For a long time, large enterprises have depended on a planned obsolescence policy to deal with IT assets that have reached end-of-life. Unfortunately, this “buy-dump-buy” mindset is partly responsible for fueling a massive increase in global e-waste.
According to the World Economic Forum (WEF), approximately 50% of today’s e-waste is made up of computers, screens, smartphones, tablets, TVs and other devices. The WEF estimates that by 2050, the amount of e-waste could double to 100 million tons.
The crisis could accelerate given the COVID-19 pandemic, which has forced companies to make a sudden shift to mostly remote workforces. When individuals finally return to offices, companies will have to deal with getting rid of excess IT equipment that was purchased for remote employees. Will these devices be destroyed or will older equipment be replaced sooner than planned? Either way, the potential exists for much of this used equipment to end up in landfills across the globe.
In this eWEEK Data Points article, Fredrik Forslund, vice president of enterprise and cloud erasure at Blancco, shares some takeaways from the company’s latest research, “Poor Sustainability Practices Enterprises are Overlooking the E-waste Problem.” The implications that are vital for enterprises to consider as they evaluate their corporate sustainability policies. Blancco’s report is based on survey responses from 1,850 senior leaders at enterprises with 5,000+ employees in the United States, Canada, U.K., France, Japan, India, Singapore, Australia and Philippines.
Data Point No. 1: Enterprises are failing to comply with their own sustainability policies.
Even with growing awareness about climate change and the devastating effects it will have worldwide, many organizations do not take the issue seriously nor do they seem to understand the important role industry plays in the growing e-waste crisis. This disconnect is apparent because Blancco’s findings show that while 83% of organizations have a Corporate Social Responsibility (CSR) policy in place, only a quarter (24%) of end-of-life equipment is being sanitized and reused.
The other 76% ends up being stored or tossed in a landfill.
Data Point No. 2: More than one-third of organizations physically destroy unused IT equipment because they falsely believe it’s better for the environment.
A lack of education and ownership of sustainability policies has led to the fairly widespread myth that destroying old equipment is more environmentally friendly than recycling and reusing. In reality, when electronics are improperly disposed of or added to a landfill, the toxic or hazardous materials they contain, such as mercury and lead, harms the environment and anyone who is exposed to them. Unfortunately, 39% of IT professionals surveyed worldwide (30% in the U.S. and Canada) are physically destroying outdated tech equipment. This percentage is even higher (52%) for government agencies.

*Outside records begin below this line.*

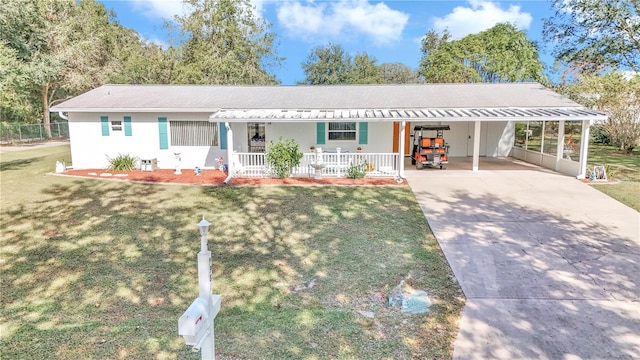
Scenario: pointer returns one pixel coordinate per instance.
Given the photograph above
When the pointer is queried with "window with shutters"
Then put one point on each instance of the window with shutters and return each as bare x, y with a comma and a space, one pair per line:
116, 125
193, 133
341, 131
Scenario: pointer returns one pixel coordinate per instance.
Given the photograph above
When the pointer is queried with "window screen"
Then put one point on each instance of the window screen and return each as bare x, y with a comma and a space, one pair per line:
193, 133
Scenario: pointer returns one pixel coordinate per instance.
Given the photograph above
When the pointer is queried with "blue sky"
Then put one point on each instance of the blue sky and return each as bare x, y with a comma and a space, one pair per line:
389, 30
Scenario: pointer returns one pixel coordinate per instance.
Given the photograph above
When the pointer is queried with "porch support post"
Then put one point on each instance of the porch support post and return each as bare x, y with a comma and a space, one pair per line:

Data Point No. 3: The execution of CSR policies suffers from a clear lack of ownership and communication.
Although dealing with end-of-life equipment is a key part of many organizations’ CSR policies (91%), the survey finds these policies are not being communicated or properly enacted across the businesses. More disappointing is that 24% of government organizations don’t even have a policy to communicate. The same is true for 25% of the transport and 25% of the advisory sectors.

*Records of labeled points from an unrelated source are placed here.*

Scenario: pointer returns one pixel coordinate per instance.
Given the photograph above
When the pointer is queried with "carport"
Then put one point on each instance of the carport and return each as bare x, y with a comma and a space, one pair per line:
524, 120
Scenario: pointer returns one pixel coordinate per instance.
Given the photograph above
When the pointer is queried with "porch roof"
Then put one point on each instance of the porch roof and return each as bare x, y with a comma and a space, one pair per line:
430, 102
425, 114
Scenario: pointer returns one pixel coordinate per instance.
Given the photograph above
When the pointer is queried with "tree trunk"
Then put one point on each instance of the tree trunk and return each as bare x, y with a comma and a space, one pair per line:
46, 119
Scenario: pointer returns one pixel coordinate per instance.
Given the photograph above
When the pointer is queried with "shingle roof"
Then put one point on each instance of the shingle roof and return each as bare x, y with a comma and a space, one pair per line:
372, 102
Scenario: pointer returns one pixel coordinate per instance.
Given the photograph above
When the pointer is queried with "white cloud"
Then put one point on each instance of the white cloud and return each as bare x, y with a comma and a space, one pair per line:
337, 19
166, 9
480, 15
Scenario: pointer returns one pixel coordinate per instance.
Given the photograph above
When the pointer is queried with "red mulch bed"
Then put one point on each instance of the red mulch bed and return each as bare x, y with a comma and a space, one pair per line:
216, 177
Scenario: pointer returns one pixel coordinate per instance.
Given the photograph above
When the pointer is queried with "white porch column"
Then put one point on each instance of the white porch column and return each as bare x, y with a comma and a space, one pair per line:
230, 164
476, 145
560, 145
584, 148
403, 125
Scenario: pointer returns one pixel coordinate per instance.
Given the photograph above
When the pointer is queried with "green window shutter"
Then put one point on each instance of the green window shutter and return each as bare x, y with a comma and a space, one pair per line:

Data Point No. 4: Companies are unnecessarily destroying thousands of assets each year.
Rather than destroying old IT hardware, organizations have an opportunity to employ an “erase and resell” policy that could earn them up to 2,000 carbon credits per year. One carbon credit is equal to one ton of hydrocarbon fuel, which is the equivalent of a 2,400-mile automobile drive in terms of carbon dioxide emissions, according to the Environmental Defense Fund. In addition to earning carbon credits to offset the waste they’re producing, organizations that erase and resell benefit from the goodwill they garner by pushing items into the circular economy – an economic system aimed at the continual use of resources – instead of the landfill.

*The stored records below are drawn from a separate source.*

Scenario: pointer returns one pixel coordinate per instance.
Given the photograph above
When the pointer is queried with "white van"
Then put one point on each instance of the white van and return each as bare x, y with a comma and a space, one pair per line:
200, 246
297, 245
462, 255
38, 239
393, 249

Data Point No. 5: The growing problem of global waste is not just physical, it’s a digital problem as well.
More than 34 billion IT devices in the world today generate 2.5 quintillion bytes of data daily. When speaking at the most recent World Economic Forum, Antonio Neri, president and CEO of HPE, said that only 6% of the data generated is currently in use, which means that the other 94% goes to what he calls “the data landfill.” Organizations around the world are sitting on vast amounts of redundant, obsolete or trivial (ROT) data they don’t need, leading to the overconsumption of energy by data centers. Neri noted that 10% of the energy that’s being consumed worldwide is used to power massive data centers.
Data Point No. 6: Summary
As the data shows, most organizations today have a lot of work to do to raise their “good corporate citizen” quotient. Given the dramatic and dire consequences the globe is facing due to climate change, companies must make it a priority to create corporate responsibility policies, communicate the policies and execute accordingly, and then evaluate and share the results on a yearly basis. Not only is the commitment to make a positive impact on the growing e-waste crisis good for the bottom line, it’s also a smart move from a branding perspective.
Customers appreciate and remember those companies that promote and support the social good, and sustainability is one policy that will reap rewards for generations to come.